Et coté français, Jean-Pierre Jouyet, en bon disciple de Delors, et quelques bons diplomates (comme Jean-David Levitte et de l'ambassadeur Alain Le Roy) ont su éviter des crises graves, corriger ce qui pouvait l'être et redonner au dessein sarkozien une dimension compatible avec la volonté de doter l'Union européenne d'une consistance politique.

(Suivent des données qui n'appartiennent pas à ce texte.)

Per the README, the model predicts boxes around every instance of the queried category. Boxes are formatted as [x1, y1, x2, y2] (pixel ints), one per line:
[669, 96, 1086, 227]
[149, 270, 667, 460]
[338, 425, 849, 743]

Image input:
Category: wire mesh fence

Mais ce sommet de Paris restera d'abord comme l'aboutissement d'un bien mauvais feuilleton diplomatico-politique. Qui n'a guère été à l'honneur des services élyséens actuels. " On  avait le sentiment que les gens de l'Elysée ignoraient ce qui avait été réalisé depuis douze ans par l'Europe, en direction du Sud et surtout qu'ils n'avaient aucune connaissance réelle des mécanismes européens, y compris de ceux adoptés sous influence française", résume un Commissaire pourtant réputé pour ses sympathies envers la France." c'est fou comme le personnel politique français est en permanence tenté par la tentation de faire du neuf en faisant table rase de ce quie existe et fonctionne bien. Jeter le bébé avec l'eau du bain est une formule très parisienne"...

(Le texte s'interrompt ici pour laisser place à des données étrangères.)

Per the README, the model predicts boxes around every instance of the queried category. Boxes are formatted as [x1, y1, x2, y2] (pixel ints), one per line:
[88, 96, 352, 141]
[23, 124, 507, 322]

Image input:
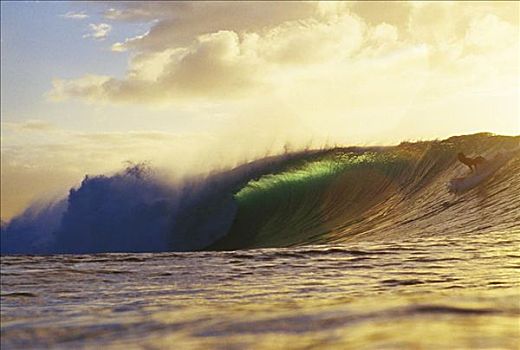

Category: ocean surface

Qui plus est, le dessein français se heurtait de plus en plus au dessin que les pays du Sud voulait esquisser. "Les Européens ne pensent qu'à leur propre sécurité. Sarkozy ne songe qu'à la Turquie et à l'immigration. Et nous nous voulons d'abord des visais et du développement", résume un diplomate du Maghreb. "Nous ne dirons jamais « non » à des leviers de développement et d'échanges supplémentaires. Mais regardez les chiffres : la Méditerranée est d'abord un fossé, avec des riches au nord et des pauvres au sud. La priorité des priorités, c'est celle-là, pour nous. Vos discours sur les droits de l'Homme et la pollution sont très bien, mais nos oreilles ont faim d'autres choses"

Cela explique que derrière les formules généreuses et riches d'espérances qu'exprimera sans aucun doute la déclaration de Paris aujourd'hui, bien des incertitudes risquent de ne pas être levées en quelques heures d'ultimes discussions au sommet et en coulisses.

Dans une interview passionnante (et très critique) au site Euractiv.fr, la spécialiste du sujet à l'Ifri, Dorothée Schmid, en énumère quelques uns :

1/ Où sera le siège de l'Union Pour la Méditerranée ? Le choix sera symbolique et très politique

Pendant plusieurs mois, Tunis semblait tenir la corde. Aujourd'hui, c'est apparemment Barcelone la favorite. Mais rien n'est tranché.

2/ Comment seront financés les projets ? La question essentielle...

Ils coûtent chers (le budget d'un premier projet de dépollution s'élèverait, par exemple, à deux milliards d'euros). Or la Commission Européenne et les grandes capitales refusent que cet argent soit prélevé sur les sommes allouées à la politique de voisinage (et consacrées aux pays de l'Est de l'Europe).A l'Elysée, on assure que le financement sera en grande partie privé, sans en dire plus. Sans expliquer, par exemple, pourquoi le privé accepterait d'investir dans des projets d'infrastructure, qui sont, en général, financés par des fonds publics.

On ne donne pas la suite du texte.